Orbital MS are extramedullary tumors that can appear at any age but are commonly present in children with 60% of cases occurring in children under the age of 15 years with a mean age of 8.8 [2,3]. These tumors, presenting clinically as red, swollen eyes, proptosis, or blindness, progress symptomatically very rapidly. However, these symptoms are not the greatest concern. Importantly, MS has been shown to be a harrowing sign of an even more serious concern: AML [3]. Among pediatric patients diagnosed with AML, 9.3%-36% will also present with orbital MS [5]. These MS can present at any point in the clinical progression of AML. They can be the initial presentation, they can present concurrently which is most common, or they can occur subsequent to the treatment of AML [6]. The importance of early diagnosis lies with the treatment plan. The recommendation from numerous sources is to begin immediate systemic chemotherapy upon diagnosis of MS as delayed or local treatment will most often lead to the development of clinically significant AML within the year [1,5].

This case emphasizes the importance of clinical suspicion for MS by physicians when young patients present with orbital symptoms. In this case, the diagnosis of bilateral orbital MS and AML was made within two days. However, the disease had already become systemic as represented by the symptoms of pancytopenia, hepatosplenomegaly, and prominent abdominal lymph nodes. In a similar case, a three-year-old male patient was initially misdiagnosed with acute bronchitis and anemia after presenting with pale skin, dry cough, and rhinorrhea. He was treated for a week before proptosis of the right eye suddenly developed. However, it took several more days, and a worsening condition before the correct diagnosis was reached [7]. These cases illustrate how difficult the diagnosis of MS can be. However, because MS often foreshadows the clinical presentation of AML, it can be used as a mechanism of early diagnosis and treatment. Therefore, in cases where signs of MS appear before clear evidence of leukemia, it is important to make an accurate, timely diagnosis. MS that appears first is sometimes misdiagnosed as malignant lymphoma, neuroblastoma, rhabdomyosarcoma, or carcinoma [1,3,5]. Additionally, when the diagnosis of leukemia is already known, MS can be overlooked as complications of leukemia such as infection, secondary tumors, or hemorrhage [8].

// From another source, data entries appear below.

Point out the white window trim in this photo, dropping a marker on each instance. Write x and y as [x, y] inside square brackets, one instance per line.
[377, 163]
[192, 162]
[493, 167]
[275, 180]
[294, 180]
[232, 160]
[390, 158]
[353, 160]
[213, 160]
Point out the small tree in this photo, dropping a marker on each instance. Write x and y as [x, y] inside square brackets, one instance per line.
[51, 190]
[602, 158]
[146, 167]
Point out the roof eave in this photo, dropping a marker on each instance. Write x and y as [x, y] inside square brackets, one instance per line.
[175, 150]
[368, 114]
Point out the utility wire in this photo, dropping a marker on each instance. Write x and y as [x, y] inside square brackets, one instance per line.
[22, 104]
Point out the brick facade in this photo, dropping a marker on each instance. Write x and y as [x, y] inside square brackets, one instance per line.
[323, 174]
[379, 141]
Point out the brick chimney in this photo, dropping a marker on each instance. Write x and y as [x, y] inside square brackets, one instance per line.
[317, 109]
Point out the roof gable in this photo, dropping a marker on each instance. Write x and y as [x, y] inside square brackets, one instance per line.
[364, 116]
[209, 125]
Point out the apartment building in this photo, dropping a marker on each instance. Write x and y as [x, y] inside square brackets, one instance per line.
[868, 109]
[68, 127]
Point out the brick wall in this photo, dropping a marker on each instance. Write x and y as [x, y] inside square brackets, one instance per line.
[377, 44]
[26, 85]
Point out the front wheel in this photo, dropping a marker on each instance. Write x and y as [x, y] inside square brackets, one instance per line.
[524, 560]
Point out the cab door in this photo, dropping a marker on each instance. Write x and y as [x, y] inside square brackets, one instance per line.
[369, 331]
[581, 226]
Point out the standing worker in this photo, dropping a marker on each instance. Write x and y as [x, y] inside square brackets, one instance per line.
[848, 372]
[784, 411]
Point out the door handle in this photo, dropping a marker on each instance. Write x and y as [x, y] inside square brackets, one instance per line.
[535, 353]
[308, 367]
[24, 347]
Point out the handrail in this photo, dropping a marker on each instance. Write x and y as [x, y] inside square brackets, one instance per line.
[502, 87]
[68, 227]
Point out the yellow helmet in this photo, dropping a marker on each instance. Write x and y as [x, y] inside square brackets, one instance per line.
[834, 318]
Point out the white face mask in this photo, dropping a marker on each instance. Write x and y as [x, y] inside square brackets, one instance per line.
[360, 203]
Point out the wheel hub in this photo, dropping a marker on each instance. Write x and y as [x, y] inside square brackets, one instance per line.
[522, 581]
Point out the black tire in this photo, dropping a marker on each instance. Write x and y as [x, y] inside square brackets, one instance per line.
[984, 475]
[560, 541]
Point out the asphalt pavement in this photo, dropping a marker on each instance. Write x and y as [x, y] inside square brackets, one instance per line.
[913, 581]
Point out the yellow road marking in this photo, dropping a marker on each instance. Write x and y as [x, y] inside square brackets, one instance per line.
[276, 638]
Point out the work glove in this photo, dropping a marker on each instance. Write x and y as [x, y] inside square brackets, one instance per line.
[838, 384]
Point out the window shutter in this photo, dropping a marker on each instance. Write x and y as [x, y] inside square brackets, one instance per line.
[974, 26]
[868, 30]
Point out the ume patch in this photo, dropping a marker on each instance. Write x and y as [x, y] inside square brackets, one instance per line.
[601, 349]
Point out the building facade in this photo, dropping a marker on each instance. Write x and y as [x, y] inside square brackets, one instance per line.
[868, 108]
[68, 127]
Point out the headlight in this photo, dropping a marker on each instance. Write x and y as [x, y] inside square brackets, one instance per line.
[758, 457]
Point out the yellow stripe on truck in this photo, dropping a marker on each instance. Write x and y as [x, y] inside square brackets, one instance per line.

As radiologists are often the key players in making these differentiations, it is important to be aware of the key radiologic features of MS. The most common site of MS is the orbit, more specifically the subperiosteum of the roof of the orbit [2]. In order to distinguish MS from the complications of leukemia, it is necessary to use MR or CT imaging with contrast. These cranial CT and MR images should show homogeneous contrast enhancement in all studies [8]. MR sequences are the preferred imaging modality for the diagnosis of orbital MS, and T1, T2, and post-contrast studies should always be performed. On T1-weighted sequences, the tumors will appear slightly hyperintense to gray matter, muscle, and bone marrow. On T2-weighted sequences, they will appear isointense to white matter, muscle, and bone marrow. These tumors do not tend to cause the destruction of nearby bony structures and are usually fairly confined [9]. When suspected clinically, proper immunohistochemistry and hematological testing can be initiated to make a definitive diagnosis [5]. In cases where immunohistochemistry is not used, about 50% of diagnoses are missed. Therefore, a panel of CD43, lysozyme, myeloperoxidase (MPO), CD68, CD163, CD117, CD3, and CD20 is typically used and can correctly identify the majority of myeloid sarcomas [10]. Ultimately, this case demonstrates the importance of family education on symptoms to watch for, physician awareness of the key features of myeloid sarcoma, and physician awareness of the association between AML and myeloid sarcoma.

Conclusions

We highlighted a case of bilateral orbital myeloid sarcomas in a pediatric patient, including the initial presentation, diagnosis, and treatment. Epidemiology, radiographic features, diagnosis, and need for treatment were discussed for patients with myeloid sarcoma and AML. The importance of clinical suspicion and rapid diagnosis was illustrated by the rapid evolution of disease seen in our case and many others.